2. Materials Specification – materials.xml

2.1. <cross_sections> Element

The <cross_sections> element has no attributes and simply indicates the path to an XML cross section listing file (usually named cross_sections.xml). If this element is absent from the settings.xml file, the OPENMC_CROSS_SECTIONS environment variable will be used to find the path to the XML cross section listing when in continuous-energy mode, and the OPENMC_MG_CROSS_SECTIONS environment variable will be used in multi-group mode.

2.2. <multipole_library> Element

The <multipole_library> element indicates the directory containing a windowed multipole library. If a windowed multipole library is available, OpenMC can use it for on-the-fly Doppler-broadening of resolved resonance range cross sections. If this element is absent from the settings.xml file, the OPENMC_MULTIPOLE_LIBRARY environment variable will be used.

Note

The <temperature_multipole> element must also be set to “true” for windowed multipole functionality.

2.3. <material> Element

Each material element can have the following attributes or sub-elements:

id:

A unique integer that can be used to identify the material.

name:

An optional string name to identify the material in summary output files. This string is limited to 52 characters for formatting purposes.

Default: “”

temperature:

An element with no attributes which is used to set the default temperature of the material in Kelvin.

Default: If a material default temperature is not given and a cell temperature is not specified, the global default temperature is used.

density:

An element with attributes/sub-elements called value and units. The value attribute is the numeric value of the density while the units can be “g/cm3”, “kg/m3”, “atom/b-cm”, “atom/cm3”, or “sum”. The “sum” unit indicates that values appearing in ao or wo attributes for <nuclide> and <element> sub-elements are to be interpreted as absolute nuclide/element densities in atom/b-cm or g/cm3, and the total density of the material is taken as the sum of all nuclides/elements. The “macro” unit is used with a macroscopic quantity to indicate that the density is already included in the library and thus not needed here. However, if a value is provided for the value, then this is treated as a number density multiplier on the macroscopic cross sections in the multi-group data. This can be used, for example, when perturbing the density slightly.

Default: None

Note

A macroscopic quantity can not be used in conjunction with a nuclide, element, or sab quantity.

nuclide:

An element with attributes/sub-elements called name, and ao or wo. The name attribute is the name of the cross-section for a desired nuclide. Finally, the ao and wo attributes specify the atom or weight percent of that nuclide within the material, respectively. One example would be as follows:

<nuclide name="H1" ao="2.0" />
<nuclide name="O16" ao="1.0" />

Note

If one nuclide is specified in atom percent, all others must also be given in atom percent. The same applies for weight percentages.

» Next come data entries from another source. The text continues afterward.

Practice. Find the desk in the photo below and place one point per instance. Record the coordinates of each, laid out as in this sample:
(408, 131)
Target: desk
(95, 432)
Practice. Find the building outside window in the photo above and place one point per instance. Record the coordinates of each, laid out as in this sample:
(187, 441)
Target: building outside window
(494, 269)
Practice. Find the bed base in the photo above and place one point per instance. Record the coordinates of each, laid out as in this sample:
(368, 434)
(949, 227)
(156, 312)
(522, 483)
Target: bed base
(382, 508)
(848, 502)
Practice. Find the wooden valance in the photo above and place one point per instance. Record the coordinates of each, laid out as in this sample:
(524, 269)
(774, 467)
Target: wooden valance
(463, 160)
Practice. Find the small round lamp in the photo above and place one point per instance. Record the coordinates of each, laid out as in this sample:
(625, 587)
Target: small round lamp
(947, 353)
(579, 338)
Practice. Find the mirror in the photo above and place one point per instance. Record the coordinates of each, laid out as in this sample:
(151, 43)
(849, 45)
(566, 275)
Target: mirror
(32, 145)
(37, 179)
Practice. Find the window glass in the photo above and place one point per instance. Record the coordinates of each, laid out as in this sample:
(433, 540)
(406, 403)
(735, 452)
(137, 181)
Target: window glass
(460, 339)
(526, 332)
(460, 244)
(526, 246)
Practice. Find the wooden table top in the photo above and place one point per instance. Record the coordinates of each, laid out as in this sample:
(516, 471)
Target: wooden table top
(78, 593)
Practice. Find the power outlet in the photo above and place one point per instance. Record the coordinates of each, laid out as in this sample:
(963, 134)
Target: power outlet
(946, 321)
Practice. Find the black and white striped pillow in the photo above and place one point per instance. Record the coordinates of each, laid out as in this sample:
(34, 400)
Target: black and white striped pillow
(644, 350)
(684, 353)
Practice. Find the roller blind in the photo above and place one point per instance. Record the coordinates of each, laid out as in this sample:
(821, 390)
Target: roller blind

An optional attribute/sub-element for each nuclide is scattering. This attribute may be set to “data” to use the scattering laws specified by the cross section library (default). Alternatively, when set to “iso-in-lab”, the scattering laws are used to sample the outgoing energy but an isotropic-in-lab distribution is used to sample the outgoing angle at each scattering interaction. The scattering attribute may be most useful when using OpenMC to compute multi-group cross-sections for deterministic transport codes and to quantify the effects of anisotropic scattering.

Default: None

Note

The scattering attribute/sub-element is not used in the multi-group <energy_mode> Element.

sab:

Associates an S(a,b) table with the material. This element has one attribute/sub-element called name. The name attribute is the name of the S(a,b) table that should be associated with the material.

Default: None

Note

This element is not used in the multi-group <energy_mode> Element.

macroscopic:

The macroscopic element is similar to the nuclide element, but, recognizes that some multi-group libraries may be providing material specific macroscopic cross sections instead of always providing nuclide specific data like in the continuous-energy case. To that end, the macroscopic element has one attribute/sub-element called name. The name attribute is the name of the cross-section for a desired nuclide. One example would be as follows:

<macroscopic name="UO2" />

Note

This element is only used in the multi-group <energy_mode> Element.